Per non perdere tempo, ecco alcuni punti fermi che non
sono né vecchi né nuovi, sono semplicemente evangelici.
Il primato della
vita spirituale. Non si dica che questa é una verità elementare che
tutti sanno. Questa verità non può mai essere data per scontata vista la nostra
tendenza naturale a chiuderci a Cristo e ai valori radicali del suo Vangelo. Le cose essenziali della fede non sono
mai possesso pacifico. Bisogna conquistarle e riconquistarle ogni
giorno.
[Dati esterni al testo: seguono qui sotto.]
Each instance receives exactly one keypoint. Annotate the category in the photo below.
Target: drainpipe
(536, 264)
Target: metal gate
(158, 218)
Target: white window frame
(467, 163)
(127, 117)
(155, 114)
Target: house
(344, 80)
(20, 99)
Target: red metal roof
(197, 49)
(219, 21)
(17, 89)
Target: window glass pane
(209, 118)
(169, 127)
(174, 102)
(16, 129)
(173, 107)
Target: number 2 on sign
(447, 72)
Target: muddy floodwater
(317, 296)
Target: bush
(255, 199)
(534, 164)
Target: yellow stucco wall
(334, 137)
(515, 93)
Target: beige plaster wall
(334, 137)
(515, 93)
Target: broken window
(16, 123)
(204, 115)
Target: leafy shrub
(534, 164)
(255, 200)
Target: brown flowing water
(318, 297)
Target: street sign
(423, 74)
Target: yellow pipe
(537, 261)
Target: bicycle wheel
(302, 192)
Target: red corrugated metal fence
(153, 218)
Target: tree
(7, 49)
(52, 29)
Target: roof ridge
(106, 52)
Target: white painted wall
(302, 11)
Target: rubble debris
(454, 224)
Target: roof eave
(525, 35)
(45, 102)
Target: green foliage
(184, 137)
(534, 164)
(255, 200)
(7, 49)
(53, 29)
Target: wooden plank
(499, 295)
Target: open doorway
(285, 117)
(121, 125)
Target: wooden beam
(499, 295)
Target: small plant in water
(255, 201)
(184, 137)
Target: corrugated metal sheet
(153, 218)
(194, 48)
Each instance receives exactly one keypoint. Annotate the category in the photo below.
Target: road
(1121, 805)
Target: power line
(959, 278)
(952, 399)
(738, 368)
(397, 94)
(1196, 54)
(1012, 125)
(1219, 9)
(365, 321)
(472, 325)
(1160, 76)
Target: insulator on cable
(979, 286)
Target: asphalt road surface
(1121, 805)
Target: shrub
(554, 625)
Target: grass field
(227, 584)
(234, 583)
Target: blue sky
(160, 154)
La vita spirituale non é l’insieme di quelle tre o quattro preghiere
più o meno comunitarie che si recitano nelle nostre comunità religiose! Bisogna
riaffermare che il fondamento e l’asse della vita religiosa é un rapporto
“teologale” e non ecclesiale, pastorale, sociale o altro tipo di rapporto. Tutto
questo fa parte della vita religiosa con certezza...solo che viene dopo il
rapporto teologale! La vita religiosa o
é ancorata nella vita di Cristo o non é ancorata da nessuna parte... In
pratica cosa significa tutto questo? Significa semplicemente: spiritualità!
Spiritualità come cammino e coltivo della fede, della meditazione della Parola
del Signore, dello spirito di orazione, della lunga e quotidiana preghiera
personale (per inciso é bene ricordare che se uno non ha tempo per pregare, se
non crea in se stesso l’abitudine personale e spontanea de pregare, non esiste
preghiera), della liturgia delle ore, di una relazione con Dio Padre. Senza
questa relazione regolare che conosce ritmo
e disciplina, non si va distanti e non si sarà mai luce, sale e lievito, con tutta quella carica di significato legata
a questi simboli evangelici. Si cadrà alla prima crisi... e se non é nella
prima, sarà nella seconda o nella terza. La maggior parte dei religiosi Cavanis
oggi ha un ritmo di preghiera personale deficiente e insufficiente... per
questo hanno poca autonomia missionaria, un impegno fraterno e apostolico
mediocre. Sono come un aereo con poco cherosene, hanno una limitata autonomia
di volo. Il religioso Cavanis, in questo
millennio, é chiamato ad essere un educatore dei giovani nella e per la
preghiera, un educatore nel cammino esperienziale di Dio. Ma chi non fa
un’esperienza forte di Dio nel tempo della formazione iniziale, sarà sempre una
persona che dovrà essere trainata e nella missione di educatore nella fede sarà
incapace di creatività, vivrà competendo o imitando.